What Gravity did in 2013 was re-humanise the science-fiction collective by slapping all the Warp Drives and lightsabres out of its system and replacing them with human beings and… other human beings. No evil red-eyed computers. No swishing and swooshing of laser swords. No distant solar systems inhabited by Romulans. It stripped the genre down and retrofitted it with state-of-the-art CGI, minimalist storytelling, and an empathetic human story about survival. And it worked, at least for the first couple of waves. After that everyone who loved the film overhyped it for their friends and stifled its popularity.
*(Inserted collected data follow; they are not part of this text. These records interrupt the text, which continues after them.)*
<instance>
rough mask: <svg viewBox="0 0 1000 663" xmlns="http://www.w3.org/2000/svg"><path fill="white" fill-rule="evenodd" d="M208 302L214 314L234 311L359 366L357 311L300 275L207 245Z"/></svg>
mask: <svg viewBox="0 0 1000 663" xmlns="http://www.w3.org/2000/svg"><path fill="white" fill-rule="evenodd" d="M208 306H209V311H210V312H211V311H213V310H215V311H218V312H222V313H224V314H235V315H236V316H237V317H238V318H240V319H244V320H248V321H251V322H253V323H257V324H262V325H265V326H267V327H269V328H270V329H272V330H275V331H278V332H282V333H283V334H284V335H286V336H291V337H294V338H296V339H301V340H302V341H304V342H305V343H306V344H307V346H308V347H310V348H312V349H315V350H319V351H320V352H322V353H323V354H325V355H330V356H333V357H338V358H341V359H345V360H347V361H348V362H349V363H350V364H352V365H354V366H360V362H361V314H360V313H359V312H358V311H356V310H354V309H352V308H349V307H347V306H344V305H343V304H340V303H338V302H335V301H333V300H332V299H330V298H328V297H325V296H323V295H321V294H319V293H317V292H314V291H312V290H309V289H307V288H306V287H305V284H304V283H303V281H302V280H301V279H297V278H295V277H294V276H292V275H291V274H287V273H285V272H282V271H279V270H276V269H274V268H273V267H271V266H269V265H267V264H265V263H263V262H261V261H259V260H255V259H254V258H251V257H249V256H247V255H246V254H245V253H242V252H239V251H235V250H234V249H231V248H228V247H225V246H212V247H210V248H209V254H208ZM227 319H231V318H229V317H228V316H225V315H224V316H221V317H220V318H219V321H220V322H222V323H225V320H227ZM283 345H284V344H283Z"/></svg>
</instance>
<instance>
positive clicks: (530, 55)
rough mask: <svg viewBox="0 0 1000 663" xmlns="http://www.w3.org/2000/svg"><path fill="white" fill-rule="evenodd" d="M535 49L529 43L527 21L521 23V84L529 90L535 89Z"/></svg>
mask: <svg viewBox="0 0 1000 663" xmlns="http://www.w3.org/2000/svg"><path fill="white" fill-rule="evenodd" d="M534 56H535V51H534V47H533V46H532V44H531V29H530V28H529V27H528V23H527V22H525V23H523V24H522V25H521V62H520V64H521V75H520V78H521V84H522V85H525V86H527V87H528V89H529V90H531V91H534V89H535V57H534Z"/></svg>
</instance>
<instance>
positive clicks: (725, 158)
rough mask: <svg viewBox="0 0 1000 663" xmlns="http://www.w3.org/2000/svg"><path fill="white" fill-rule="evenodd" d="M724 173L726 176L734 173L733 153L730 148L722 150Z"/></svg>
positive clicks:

That, however, didn’t stop it from being nominated for ten Academy Awards (including Best Picture) and winning seven. Finally, a full-blooded sci-fi film racking up the trophies on awards night. And what did this success do? Inspire others, of course. That same year, Tom Cruise starred in Oblivion, about mankind’s last hope on a beleaguered Earth. That was followed swiftly by Christopher Nolan’s Interstellar, also about survival, set in deep space. It borrowed audio decisions almost directly from Gravity and enjoyed several Oscar nominations. Then The Martian swooped by in 2015, a film about Matt Damon once again requiring rescue services from the US government. It was nominated for Best Picture and, like Interstellar, shared some of Gravity’s dramatic flair. And now, this year, Denis Villeneuve directs Arrival, not exactly a space movie, but science-fiction nonetheless. Who knows – Arrival might usher in yet another phase of sci-fi progression, leading this well-worn but perpetually creative genre on for a brand new generation of stargazing dreamers. And if they ever get bored of astronauts spiralling untethered in space, they can always switch one channel up and enjoy Star Wars Episode XIV: The Never-Ending Disney Story.